Décidément, la récolte 2013, historiquement basse dans les côtes du Rhône, n'a pas seulement comme conséquence de provoquer la hausse du cours du vrac. Elle a également ouvert la voie à une véritable chasse aux raisins. Une chasse orchestrée par des négociants vraqueurs obligés de sécuriser leurs approvisionnements, à l'heure où les petites récoltes se succèdent.
En 2013, la production d'AOC Côtes du Rhône a flanché à 1,2 million d'hectolitres, et les deux récoltes précédentes n'avaient guère été mirobolantes : 1,6 million d'hl en 2011 et 1,4 million d'hl en 2012. L'appellation a perdu près de 40 % de son potentiel entre 2000 et 2013, soit quelque 800 000 hl.

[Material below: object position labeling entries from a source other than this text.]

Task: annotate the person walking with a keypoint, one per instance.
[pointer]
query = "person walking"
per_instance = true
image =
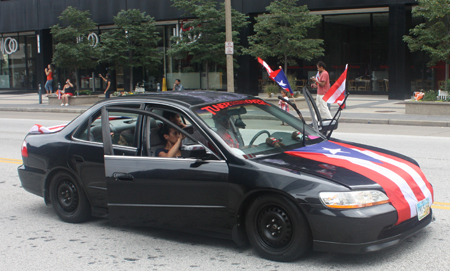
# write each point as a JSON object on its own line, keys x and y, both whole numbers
{"x": 322, "y": 82}
{"x": 177, "y": 86}
{"x": 67, "y": 92}
{"x": 108, "y": 88}
{"x": 49, "y": 83}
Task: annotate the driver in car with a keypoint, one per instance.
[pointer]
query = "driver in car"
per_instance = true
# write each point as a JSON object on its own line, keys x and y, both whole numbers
{"x": 222, "y": 123}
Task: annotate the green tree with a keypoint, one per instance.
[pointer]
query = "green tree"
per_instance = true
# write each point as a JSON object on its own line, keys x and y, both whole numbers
{"x": 283, "y": 33}
{"x": 74, "y": 49}
{"x": 132, "y": 43}
{"x": 204, "y": 38}
{"x": 432, "y": 36}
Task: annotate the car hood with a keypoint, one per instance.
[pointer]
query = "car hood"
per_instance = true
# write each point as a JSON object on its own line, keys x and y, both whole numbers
{"x": 319, "y": 160}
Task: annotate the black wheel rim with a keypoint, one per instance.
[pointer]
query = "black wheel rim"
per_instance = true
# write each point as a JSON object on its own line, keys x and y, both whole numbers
{"x": 274, "y": 228}
{"x": 67, "y": 195}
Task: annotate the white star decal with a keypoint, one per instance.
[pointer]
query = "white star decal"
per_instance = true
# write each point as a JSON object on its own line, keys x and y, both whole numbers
{"x": 334, "y": 151}
{"x": 281, "y": 83}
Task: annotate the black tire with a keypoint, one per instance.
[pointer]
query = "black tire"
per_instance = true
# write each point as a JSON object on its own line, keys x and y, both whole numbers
{"x": 68, "y": 199}
{"x": 277, "y": 229}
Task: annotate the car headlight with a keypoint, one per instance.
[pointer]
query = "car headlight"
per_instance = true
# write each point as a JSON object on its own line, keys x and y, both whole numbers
{"x": 354, "y": 199}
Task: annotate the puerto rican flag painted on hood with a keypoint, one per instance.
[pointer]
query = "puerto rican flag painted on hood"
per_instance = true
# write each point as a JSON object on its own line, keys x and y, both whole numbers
{"x": 403, "y": 181}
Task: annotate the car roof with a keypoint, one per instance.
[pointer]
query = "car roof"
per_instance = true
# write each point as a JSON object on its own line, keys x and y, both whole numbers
{"x": 189, "y": 98}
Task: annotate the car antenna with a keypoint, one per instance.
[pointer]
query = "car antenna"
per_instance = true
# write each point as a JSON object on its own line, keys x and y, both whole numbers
{"x": 293, "y": 105}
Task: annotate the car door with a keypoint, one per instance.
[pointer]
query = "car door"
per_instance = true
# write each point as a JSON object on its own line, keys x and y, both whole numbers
{"x": 86, "y": 151}
{"x": 177, "y": 192}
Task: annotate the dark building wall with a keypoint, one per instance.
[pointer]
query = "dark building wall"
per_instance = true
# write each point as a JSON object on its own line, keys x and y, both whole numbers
{"x": 27, "y": 15}
{"x": 40, "y": 15}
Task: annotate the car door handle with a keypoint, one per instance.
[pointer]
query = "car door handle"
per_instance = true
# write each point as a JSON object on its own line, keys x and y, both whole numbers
{"x": 119, "y": 176}
{"x": 78, "y": 158}
{"x": 198, "y": 163}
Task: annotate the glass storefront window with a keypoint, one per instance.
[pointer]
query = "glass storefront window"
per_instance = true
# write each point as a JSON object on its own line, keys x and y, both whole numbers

Dans ce contexte, les coopératives et vinificateurs se trouvent tous face au même dilemme. Ils doivent amortir des bâtiments et cuveries souvent surdimensionnés, qui plus est acquis à l'aide de prêts. « La rentabilité passe par le volume, décrypte un analyste. En dessous d'un certain seuil, les coûts fixes à l'hectolitre explosent et les entreprises perdent de l'argent. C'est ce qui explique que plusieurs caves coopératives sont aujourd'hui en difficulté. »
Les opérateurs privés courent le même risque et veulent à tout prix l'éviter. « Pour augmenter leur portefeuille de fournisseurs, ils n'ont guère d'autre solution que de se tourner vers les coopérateurs », ajoute notre interlocuteur. Une bataille s'engage. Elle va sans aucun doute se jouer à coup de chèques alléchants.
La maison Lavau, à Violès, dans le Vaucluse, est la première à avoir lancé ses appâts. Dans un communiqué du 15 mars dernier, elle annonce la mise en place d'un nouveau type de contrat d'achat de raisins. Elle propose de verser à ses apporteurs le premier acompte trois mois avant la récolte, soit en juin. « La trésorerie est le problème numéro un des vignerons. Grâce à cette avance de fonds, ils pourront financer leurs frais de culture », justifie Frédéric Lavau, directeur général de ce négoce qui vinifie actuellement 80 000 hl par an.
Sa maison réglera 70 % de la valeur des apports dans les douze mois suivant le mois de juin. Elle réglera les 30 % restants en août de la même année. Le prix d'achat sera calculé à partir du prix moyen du vrac de l'année N-1, enregistré par l'interprofession. « S'il y a une hausse du cours, nous la répercuterons en cours de route », promet Frédéric Lavau.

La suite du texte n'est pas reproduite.